Alliant provides electric, gas, water, and steam services to more than three million customers worldwide. Created in 1998 through the merger of Wisconsin Power & Light Co., IES Industries, and Interstate Power Co., and strategic investments, Alliant today serves more than 1,000 communities in Iowa, Wisconsin, Minnesota, and Illinois.
Alliant’s enterprise GIS serves the entire scope of energy business applications: work management, outage management, customer service, property accounting, business solutions, and field inquiry. In addition, many other applications use GIS-driven information.
Approximately 40 database editors at Alliant work with ArcGIS technology and ArcFM software. Another 700 professionals use ArcFM Viewer both in the desktop environment and using mobile devices.

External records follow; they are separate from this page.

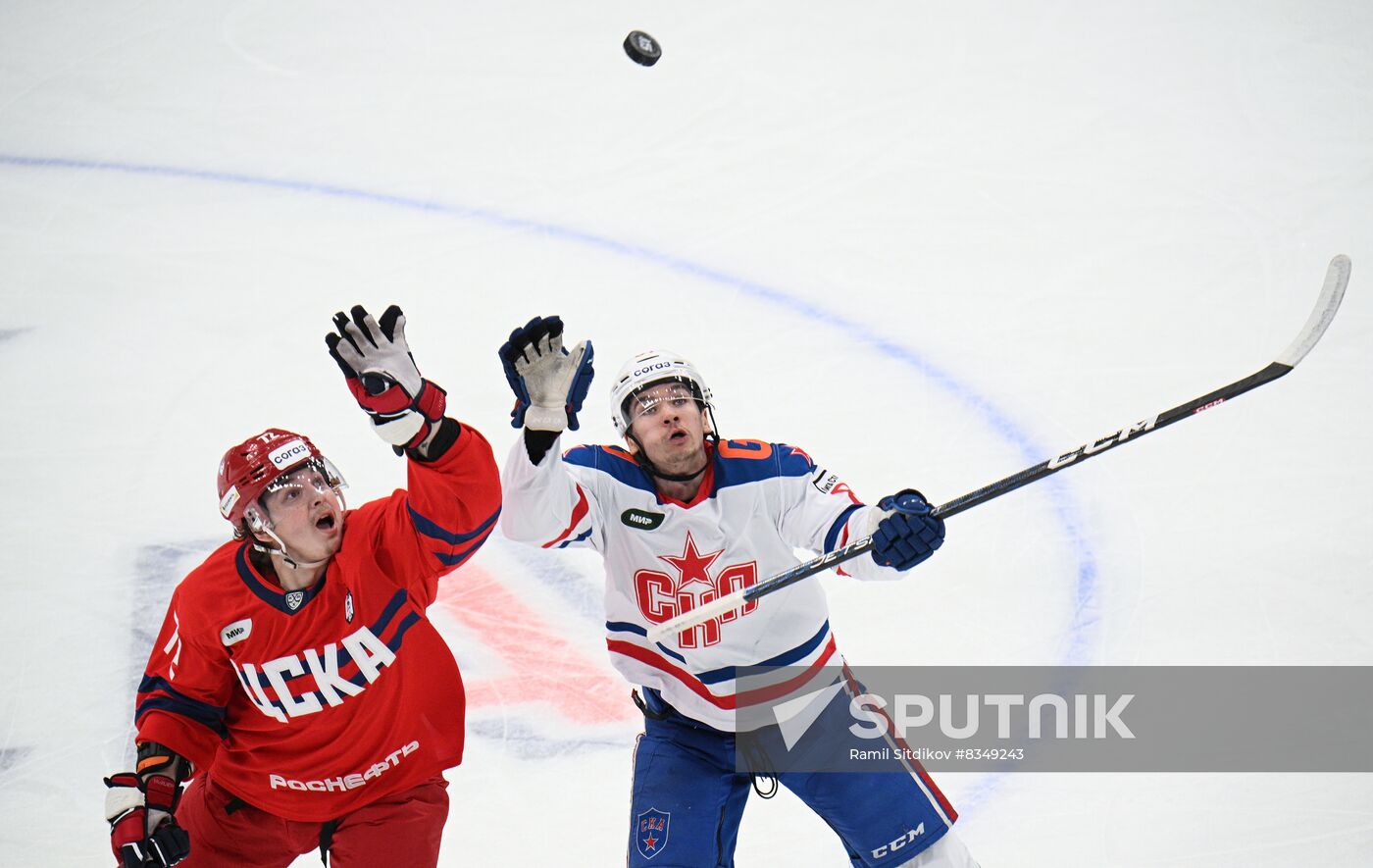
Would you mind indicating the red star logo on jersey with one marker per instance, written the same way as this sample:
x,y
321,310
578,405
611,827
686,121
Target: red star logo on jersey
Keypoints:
x,y
690,565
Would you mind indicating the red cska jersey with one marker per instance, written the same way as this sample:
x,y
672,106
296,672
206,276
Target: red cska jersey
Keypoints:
x,y
315,702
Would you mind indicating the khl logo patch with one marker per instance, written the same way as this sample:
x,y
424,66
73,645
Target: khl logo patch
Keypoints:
x,y
651,834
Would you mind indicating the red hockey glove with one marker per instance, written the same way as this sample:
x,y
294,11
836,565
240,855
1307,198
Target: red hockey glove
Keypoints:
x,y
143,833
381,374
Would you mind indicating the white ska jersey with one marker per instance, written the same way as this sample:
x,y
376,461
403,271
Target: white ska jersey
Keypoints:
x,y
757,504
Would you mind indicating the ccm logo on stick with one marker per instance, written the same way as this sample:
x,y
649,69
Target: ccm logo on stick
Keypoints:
x,y
1105,442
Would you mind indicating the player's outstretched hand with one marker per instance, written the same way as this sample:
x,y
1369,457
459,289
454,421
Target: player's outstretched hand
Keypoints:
x,y
909,535
143,833
549,383
381,375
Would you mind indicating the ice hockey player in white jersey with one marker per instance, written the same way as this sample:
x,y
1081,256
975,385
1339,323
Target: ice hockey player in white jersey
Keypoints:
x,y
683,517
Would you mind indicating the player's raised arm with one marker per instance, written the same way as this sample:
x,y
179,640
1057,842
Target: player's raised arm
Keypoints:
x,y
823,514
453,496
545,501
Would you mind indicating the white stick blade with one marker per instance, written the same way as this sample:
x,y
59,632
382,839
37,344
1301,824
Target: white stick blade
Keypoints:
x,y
696,616
1336,278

Departments using GIS information and applications include engineering, planning, environmental affairs, dispatching, marketing, economic development, and more. For example, engineering, planning, and operations create new construction projects, develop long-range system improvement plans, and perform daily operations from the field with GIS. The Outage Management System uses the GIS-generated electrical network to manage outages. Dispatch centers use GIS directly for evaluating facilities and operations and deploying crews. Planning departments leverage GIS data, along with software from Advantica Stoner, for energy load flow analysis and gas distribution planning. In addition, the planning group uses ArcFM to analyze the circuits to identify at-risk areas to make investment decisions.
The GIS database is also used to support the federally mandated gas inspection management program. Users within Alliant schedule and track gas inspections, gas leaks, and corrosion control. In addition, a link to Alliant’s Enterprise Resource Planning (ERP) system provides a basis for asset accounting.

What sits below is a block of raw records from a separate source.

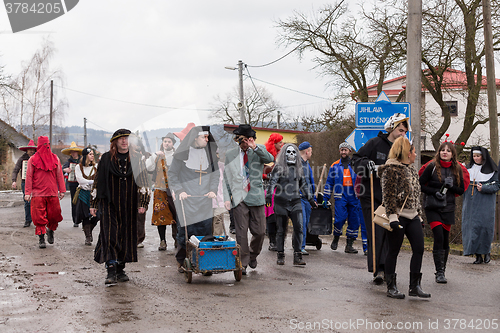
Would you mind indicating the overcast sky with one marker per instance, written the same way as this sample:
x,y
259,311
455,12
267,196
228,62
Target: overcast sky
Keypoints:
x,y
166,53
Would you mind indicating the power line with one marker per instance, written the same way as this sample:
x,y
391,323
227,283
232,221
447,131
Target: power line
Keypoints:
x,y
297,91
134,103
295,48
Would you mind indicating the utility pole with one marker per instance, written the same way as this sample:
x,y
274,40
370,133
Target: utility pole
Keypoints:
x,y
414,70
490,77
85,132
50,115
242,98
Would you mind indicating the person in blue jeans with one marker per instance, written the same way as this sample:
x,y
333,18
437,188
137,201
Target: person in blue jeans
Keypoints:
x,y
305,151
340,182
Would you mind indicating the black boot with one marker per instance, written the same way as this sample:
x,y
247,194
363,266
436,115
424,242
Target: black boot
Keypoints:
x,y
88,234
281,258
479,259
392,290
487,258
120,273
335,243
415,289
50,236
41,241
348,246
111,278
297,259
272,242
439,262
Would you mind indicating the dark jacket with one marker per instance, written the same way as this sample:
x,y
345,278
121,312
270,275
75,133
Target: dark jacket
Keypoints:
x,y
430,184
377,150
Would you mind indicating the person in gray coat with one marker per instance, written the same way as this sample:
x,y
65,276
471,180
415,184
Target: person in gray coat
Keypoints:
x,y
244,192
478,209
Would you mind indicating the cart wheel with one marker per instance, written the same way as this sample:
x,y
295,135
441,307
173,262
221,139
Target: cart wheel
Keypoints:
x,y
188,271
237,274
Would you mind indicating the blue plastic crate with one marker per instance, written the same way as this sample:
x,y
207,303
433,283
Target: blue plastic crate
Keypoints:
x,y
215,256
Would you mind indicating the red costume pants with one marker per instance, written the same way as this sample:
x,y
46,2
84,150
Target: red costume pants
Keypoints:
x,y
45,212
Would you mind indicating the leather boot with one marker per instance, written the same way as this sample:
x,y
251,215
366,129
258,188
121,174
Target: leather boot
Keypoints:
x,y
348,246
272,243
111,278
120,273
297,259
88,234
439,263
50,236
415,289
487,258
479,259
281,258
41,241
392,290
335,243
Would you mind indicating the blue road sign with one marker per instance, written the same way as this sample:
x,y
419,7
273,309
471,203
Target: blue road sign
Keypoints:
x,y
359,136
375,115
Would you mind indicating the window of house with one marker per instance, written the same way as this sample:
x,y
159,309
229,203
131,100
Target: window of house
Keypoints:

Alliant has achieved several benefits from its new GIS. The company has reduced software maintenance and support costs, provided more value-added services, consolidated information, and achieved cost savings. According to Tom Hess, team leader of GIS data services, “Alliant Energy processes more than 50,000 work requests a year, and by going to one GIS platform it enables my staff to be trained to process and maintain information in a consistent manner. With the excellent training documentation that we put together along with the fine suite of tools and functionality that ESRI and Miner & Miner put together, we were able to train our existing GIS technicians in three days. After one month in production, my staff is becoming very proficient, and we see output matching or outperforming our previous tools. We expect productivity to continue to improve as we gain experience with the new applications.”
The company is currently working on integrating some legacy databases and translating data to the current format. When the data migration is complete, application development will be greatly expanded including additional planning department applications, capital expenditure planning applications, environmental reporting, additional use of mobile applications and ArcIMS, and more.
“We now have one geodatabase to manage our information and a standard set of applications to work with, and we are integrated into the other key business systems,” says Wadzinski. “In addition, we have an excellent team of employees who are very skilled and really enjoy working with the new technology. Our overall architecture is in place to allow us to provide world-class GIS-related services and solutions now and into the future.”